En 2024, l’Unesco a inscrit de nouvelles pratiques culturelles africaines sur la prestigieuse liste du patrimoine immatériel de l’humanité, faisant une fois de plus la lumière sur la richesse et la diversité des traditions du continent. Parmi ces trésors figurent des savoir-faire ancestraux, des danses et des rituels qui continuent de nourrir l’identité culturelle des peuples africains. Ces pratiques, parfois menacées par l’évolution des modes de vie modernes, sont désormais reconnues et célébrées par l’Unesco, garantissant leur préservation pour les générations futures.
Le Henné : Une tradition sacrée aux multiples vertus
Le henné, ce précieux pigment végétal utilisé pour orner la peau, les cheveux et les ongles, a été reconnu par l’Unesco comme un élément fondamental du patrimoine immatériel de l’Afrique. Pratiqué à travers le continent, du Maroc à la Somalie, le henné est bien plus qu’un simple ornement. Il est lié à des cérémonies importantes, telles que les mariages, les fêtes religieuses et les rites de passage. De génération en génération, cette pratique a été transmise, symbole de beauté, de santé et de protection contre les mauvais esprits. En l’inscrivant sur la liste, l’Unesco reconnaît l’importance de ce rituel et de ses multiples significations culturelles.
L’Attiéké : Un goût d’Afrique sur la scène internationale
L’attiéké, ce plat traditionnel à base de manioc, a fait une entrée remarquable sur la liste de l’Unesco en 2024. Originaire de la Côte d’Ivoire, il est le reflet de l’ingéniosité culinaire africaine, où le manioc est transformé en semoule puis servi avec des poissons, viandes et sauces. Mais au-delà de sa dimension gastronomique, l’attiéké incarne aussi des moments de convivialité et de partage. Ce plat est un symbole de la résistance de la culture ivoirienne face aux défis de la mondialisation et à la perte de traditions culinaires locales. La reconnaissance de l’attiéké par l’Unesco consacre son rôle dans la vie quotidienne des populations ivoiriennes et son potentiel pour renforcer le lien social et culturel.
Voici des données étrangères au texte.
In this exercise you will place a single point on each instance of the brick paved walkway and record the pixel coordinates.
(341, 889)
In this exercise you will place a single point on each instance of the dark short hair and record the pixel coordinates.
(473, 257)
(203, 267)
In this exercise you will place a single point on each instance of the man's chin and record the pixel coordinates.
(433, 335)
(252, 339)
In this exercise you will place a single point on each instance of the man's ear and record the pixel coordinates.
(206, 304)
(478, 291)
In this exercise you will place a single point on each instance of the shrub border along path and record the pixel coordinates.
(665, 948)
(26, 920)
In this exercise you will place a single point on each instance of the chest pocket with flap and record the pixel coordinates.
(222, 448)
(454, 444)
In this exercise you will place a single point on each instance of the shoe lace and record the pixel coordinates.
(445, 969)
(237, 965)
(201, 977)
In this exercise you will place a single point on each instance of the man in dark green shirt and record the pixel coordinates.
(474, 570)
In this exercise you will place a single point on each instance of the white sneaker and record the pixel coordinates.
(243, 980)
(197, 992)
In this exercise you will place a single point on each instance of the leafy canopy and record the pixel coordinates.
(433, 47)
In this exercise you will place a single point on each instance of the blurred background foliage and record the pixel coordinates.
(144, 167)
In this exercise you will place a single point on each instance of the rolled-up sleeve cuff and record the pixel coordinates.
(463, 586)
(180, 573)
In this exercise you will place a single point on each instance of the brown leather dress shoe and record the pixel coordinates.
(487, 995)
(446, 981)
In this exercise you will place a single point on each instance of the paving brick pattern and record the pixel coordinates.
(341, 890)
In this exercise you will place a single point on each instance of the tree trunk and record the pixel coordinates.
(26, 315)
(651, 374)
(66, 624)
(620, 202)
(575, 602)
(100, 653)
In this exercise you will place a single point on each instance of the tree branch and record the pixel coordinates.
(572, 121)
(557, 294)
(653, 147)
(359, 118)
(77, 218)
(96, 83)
L’Intore : Une danse rituelle pour l’humanité
L’intore, cette danse guerrière rituelle originaire du Rwanda, est un autre joyau de la culture africaine récemment inscrit au patrimoine immatériel de l’Unesco. Intore n’est pas seulement une danse, mais un spectacle puissant de force et de beauté, souvent exécuté lors de cérémonies traditionnelles et de festivals. Les danseurs, vêtus de costumes traditionnels et accompagnés de tambours, incarnent les héros du passé et perpétuent les valeurs de courage et d’honneur qui ont traversé les siècles. C’est une forme d’art vivante qui, par son expression corporelle, raconte l’histoire du Rwanda et de ses peuples. L’inscription de l’intore à l’Unesco permet de préserver cette pratique et de la transmettre aux jeunes générations, en la rendant accessible à un public international.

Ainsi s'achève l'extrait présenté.